The ordinary meeting of the European Council that took place yesterday in Brussels was almost exclusively dedicated to the ongoing refugee and migration crisis. This was the fourth European Council that focused on this specific topic in 2015. European leaders, apart from reaffirming the conclusions of the 23rd September Council, agreed to further strengthen EU’s cooperation with Turkey, to stem the flows of refugees.
This is not the only issue on the table of negotiations with this country. In the beginning of the week, a statement by the German government spokesperson Mr. Seibert, urging Greece and Turkey to start joint patrols along their maritime border in order to prevent human smuggling and stop the wave of refugees to Europe, provoked a series of reactions in Greece. The country immediately rejected this idea and called on Chancellor Merkel to stop the accountability game and focus on the solution to the problem. On Wednesday, President Juncker, speaking at the European Parliament ahead of the summit, asked Athens to rethink its position, as the cooperation of the two countries’ naval forces “under European auspices” would be “very useful” in the Aegean.
Yesterday Prime Minister Tsipras replied to President Juncker that Greece is ready to cooperate with Turkey on the basis of international law and Turkey’s accession process to EU. He called on the EU to find solutions to stop the influx of refugees and take decisions to solve the crisis in Syria. This statement was in line with the position expressed by the foreign affairs Ministry that Greece is willing to cooperate with Turkey on the basis of the exchange of information and readmission of refugees by Turkey.
Bold move or panic wave?
For those who are familiar with the Greek-Turkish relations, Greece’s position is not a surprise. Especially when considering that the area of the Aegean Sea has had a large effect on the relations of the two countries, over the last 45 years. The Aegean dispute has led to crises coming close to the outbreak of military hostilities, in 1987 and in early 1996. Even today, when the two countries have come closer through diplomatic negotiations during the accession process of Turkey to the EU, there are still many issues unresolved over the Aegean Sea.
In this context, calling a Member State to open its borders to a non-EU Member State, and to allow its vessels to enter its territorial waters, is a move indicating panic and lack of strategic planning on such a crucial and complex issue. Especially, when none of the involved partners is in position to guarantee that such a move will not have any long-term consequences.
The situation in the Aegean has been out of control over the last months and Greece does not have the administrative capacity, the financial means and sufficient human resources to effectively tackle the flow of refugees into its territories and by extension into the EU. As President Juncker highlighted, the ongoing migration and refugee crisis is neither a Greek problem nor an issue of the Greek-Turkish relations. It is a European issue. And this is the right approach that the EU should have if it wants to find solutions.

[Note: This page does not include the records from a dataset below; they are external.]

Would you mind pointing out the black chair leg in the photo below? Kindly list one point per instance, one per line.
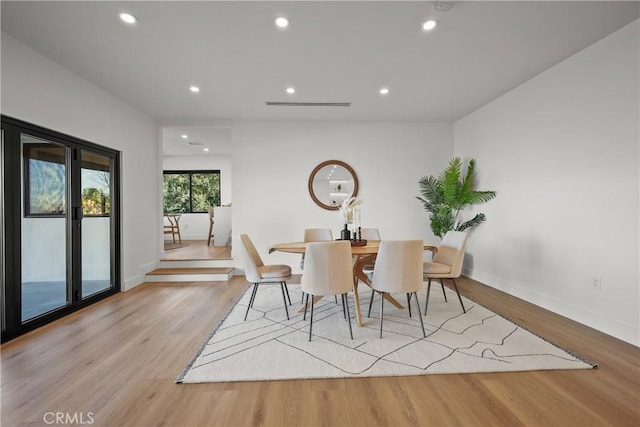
(371, 302)
(311, 320)
(253, 295)
(306, 304)
(346, 303)
(381, 311)
(426, 301)
(459, 297)
(424, 334)
(344, 310)
(284, 299)
(286, 288)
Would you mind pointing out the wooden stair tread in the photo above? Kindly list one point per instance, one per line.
(195, 259)
(191, 270)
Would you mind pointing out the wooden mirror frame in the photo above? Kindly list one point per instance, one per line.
(313, 175)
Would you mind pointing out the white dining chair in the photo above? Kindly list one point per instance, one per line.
(315, 235)
(328, 271)
(257, 273)
(398, 268)
(446, 264)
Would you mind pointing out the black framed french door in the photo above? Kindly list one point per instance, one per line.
(60, 225)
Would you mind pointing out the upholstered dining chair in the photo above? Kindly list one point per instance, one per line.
(398, 268)
(210, 237)
(172, 226)
(315, 235)
(446, 264)
(328, 271)
(259, 273)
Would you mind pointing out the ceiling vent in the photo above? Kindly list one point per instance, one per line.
(308, 104)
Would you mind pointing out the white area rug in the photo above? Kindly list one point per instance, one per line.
(267, 346)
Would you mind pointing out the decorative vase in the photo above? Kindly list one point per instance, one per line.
(345, 234)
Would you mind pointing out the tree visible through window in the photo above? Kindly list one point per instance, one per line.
(191, 191)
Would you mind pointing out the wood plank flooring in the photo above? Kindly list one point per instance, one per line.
(119, 358)
(198, 250)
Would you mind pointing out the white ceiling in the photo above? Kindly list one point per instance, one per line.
(332, 52)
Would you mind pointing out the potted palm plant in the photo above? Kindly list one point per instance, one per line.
(446, 195)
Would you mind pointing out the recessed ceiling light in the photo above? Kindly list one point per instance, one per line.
(429, 25)
(282, 22)
(128, 18)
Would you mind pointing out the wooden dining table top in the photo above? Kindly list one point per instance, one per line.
(370, 248)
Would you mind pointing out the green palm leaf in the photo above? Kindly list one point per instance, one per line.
(444, 196)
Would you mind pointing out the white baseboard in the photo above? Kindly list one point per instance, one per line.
(615, 328)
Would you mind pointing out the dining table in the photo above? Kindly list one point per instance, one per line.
(364, 254)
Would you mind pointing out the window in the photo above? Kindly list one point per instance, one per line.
(45, 178)
(191, 191)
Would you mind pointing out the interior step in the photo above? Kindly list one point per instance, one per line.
(192, 263)
(185, 274)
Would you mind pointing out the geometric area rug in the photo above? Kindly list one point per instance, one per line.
(267, 346)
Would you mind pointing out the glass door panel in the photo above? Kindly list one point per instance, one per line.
(45, 278)
(96, 223)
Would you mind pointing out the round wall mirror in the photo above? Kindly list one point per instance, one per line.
(331, 182)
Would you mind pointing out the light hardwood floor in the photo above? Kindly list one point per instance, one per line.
(119, 358)
(198, 250)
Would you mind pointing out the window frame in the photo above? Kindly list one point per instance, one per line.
(190, 173)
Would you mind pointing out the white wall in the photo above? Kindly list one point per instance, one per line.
(196, 226)
(562, 152)
(37, 90)
(272, 162)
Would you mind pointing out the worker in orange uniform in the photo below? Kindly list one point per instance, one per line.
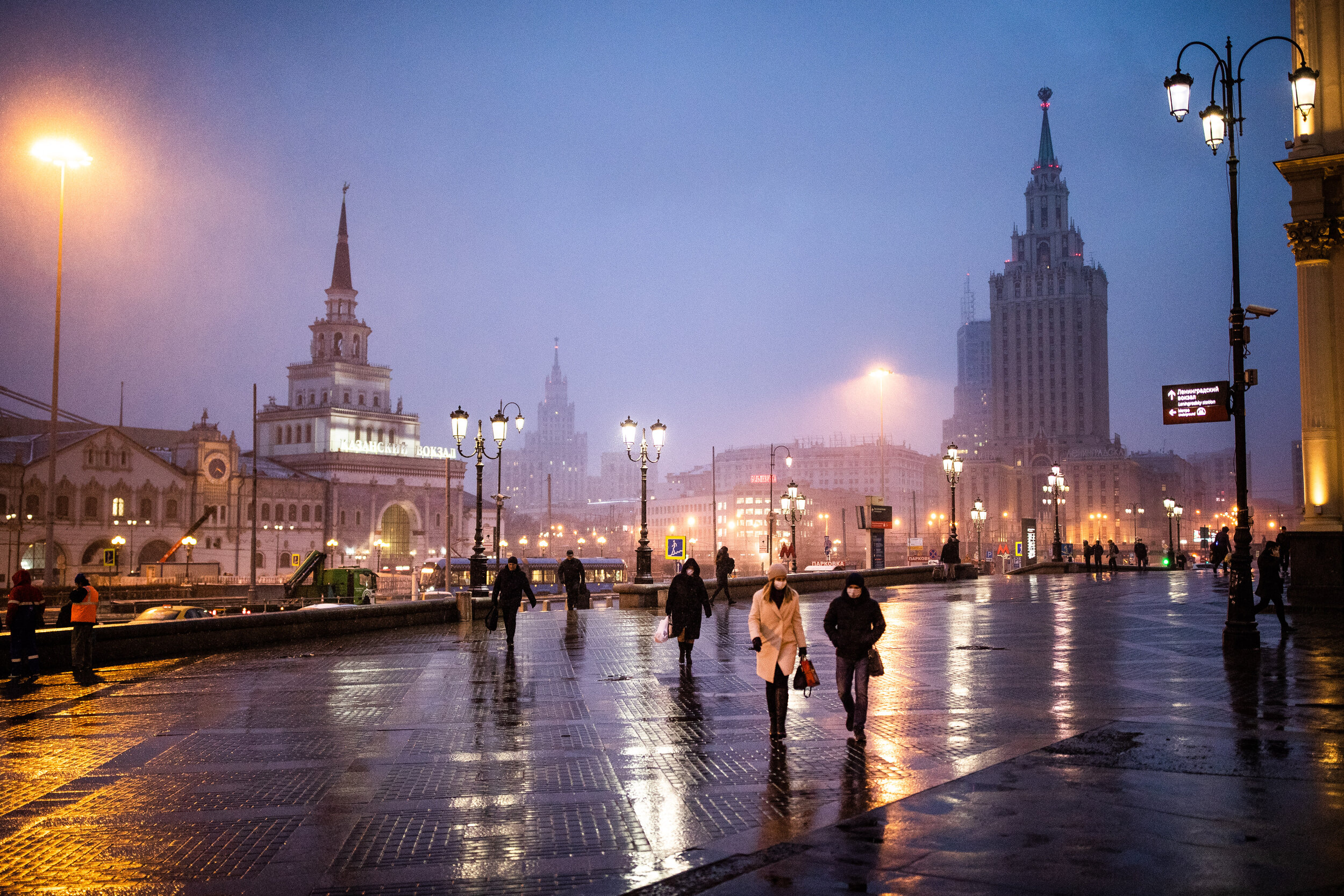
(84, 615)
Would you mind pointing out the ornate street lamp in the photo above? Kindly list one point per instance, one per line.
(499, 431)
(979, 515)
(952, 465)
(1240, 630)
(630, 429)
(793, 504)
(1055, 488)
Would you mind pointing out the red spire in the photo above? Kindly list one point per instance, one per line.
(340, 268)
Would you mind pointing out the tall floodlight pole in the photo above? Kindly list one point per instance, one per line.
(769, 532)
(1240, 630)
(62, 154)
(644, 554)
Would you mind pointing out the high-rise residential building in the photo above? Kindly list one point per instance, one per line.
(553, 465)
(1047, 318)
(968, 428)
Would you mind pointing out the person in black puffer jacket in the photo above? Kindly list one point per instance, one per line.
(854, 623)
(510, 586)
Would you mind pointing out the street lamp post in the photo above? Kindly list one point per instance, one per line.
(499, 431)
(979, 515)
(1240, 630)
(1055, 488)
(1136, 511)
(769, 534)
(644, 554)
(952, 465)
(793, 505)
(62, 154)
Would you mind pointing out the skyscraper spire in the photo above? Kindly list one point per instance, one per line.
(340, 268)
(1046, 155)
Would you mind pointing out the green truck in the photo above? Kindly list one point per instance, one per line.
(312, 582)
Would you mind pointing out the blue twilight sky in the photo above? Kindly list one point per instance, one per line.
(726, 211)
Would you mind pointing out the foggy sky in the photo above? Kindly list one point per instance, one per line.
(727, 213)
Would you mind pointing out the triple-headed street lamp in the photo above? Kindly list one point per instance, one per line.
(630, 429)
(1240, 630)
(952, 465)
(979, 515)
(1055, 488)
(499, 432)
(793, 504)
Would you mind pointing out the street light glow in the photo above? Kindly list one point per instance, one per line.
(61, 151)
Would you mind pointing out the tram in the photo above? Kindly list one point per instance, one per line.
(603, 572)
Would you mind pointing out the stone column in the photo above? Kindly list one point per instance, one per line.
(1312, 242)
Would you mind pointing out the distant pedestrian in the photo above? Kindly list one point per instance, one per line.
(854, 623)
(724, 567)
(1222, 547)
(510, 586)
(84, 617)
(687, 597)
(776, 629)
(571, 574)
(23, 615)
(1272, 583)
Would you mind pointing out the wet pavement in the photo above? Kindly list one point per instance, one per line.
(1031, 735)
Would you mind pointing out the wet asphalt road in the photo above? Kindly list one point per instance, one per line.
(1049, 735)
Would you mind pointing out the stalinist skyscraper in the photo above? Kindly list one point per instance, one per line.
(1047, 312)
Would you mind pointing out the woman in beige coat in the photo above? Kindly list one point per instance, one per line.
(776, 629)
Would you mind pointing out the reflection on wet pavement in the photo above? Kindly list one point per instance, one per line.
(431, 761)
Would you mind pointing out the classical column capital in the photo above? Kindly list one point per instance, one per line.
(1315, 240)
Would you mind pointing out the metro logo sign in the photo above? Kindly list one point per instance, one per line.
(1197, 404)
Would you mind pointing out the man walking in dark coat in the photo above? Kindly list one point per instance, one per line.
(724, 566)
(573, 575)
(23, 615)
(510, 586)
(854, 623)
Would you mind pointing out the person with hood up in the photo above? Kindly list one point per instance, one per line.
(84, 617)
(1270, 586)
(776, 629)
(687, 596)
(724, 566)
(510, 586)
(23, 615)
(854, 623)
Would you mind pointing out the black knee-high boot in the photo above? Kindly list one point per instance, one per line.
(773, 706)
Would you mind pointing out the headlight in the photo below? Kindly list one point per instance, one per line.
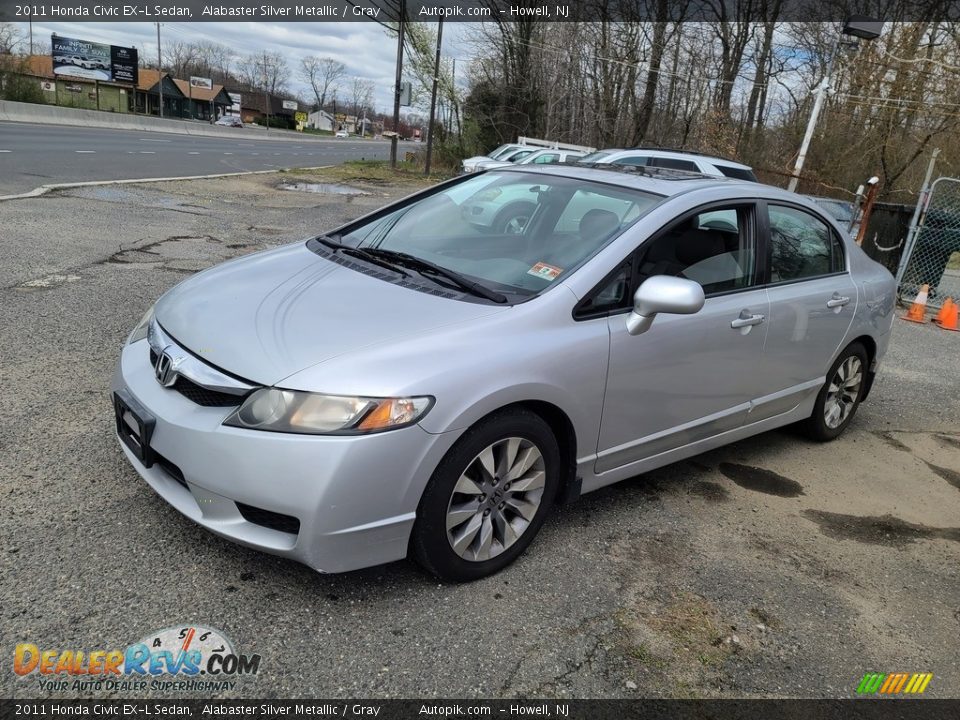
(312, 414)
(140, 331)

It seems that, yesterday, the EU leaders took some important decisions that can give a permanent solution to the migration and refugee crisis. The agreement with Turkey, the agreement to work on an integrated border management system that will go beyond the Frontex mandate and will make it a more operational and proactive agency, certainly are some positive steps. Because, overall, as President Tusk said on his press statement after the meeting, if the EU is not able to find humanitarian and efficient solutions, then other will find solutions, which are inhumane, nationalistic and for sure not European.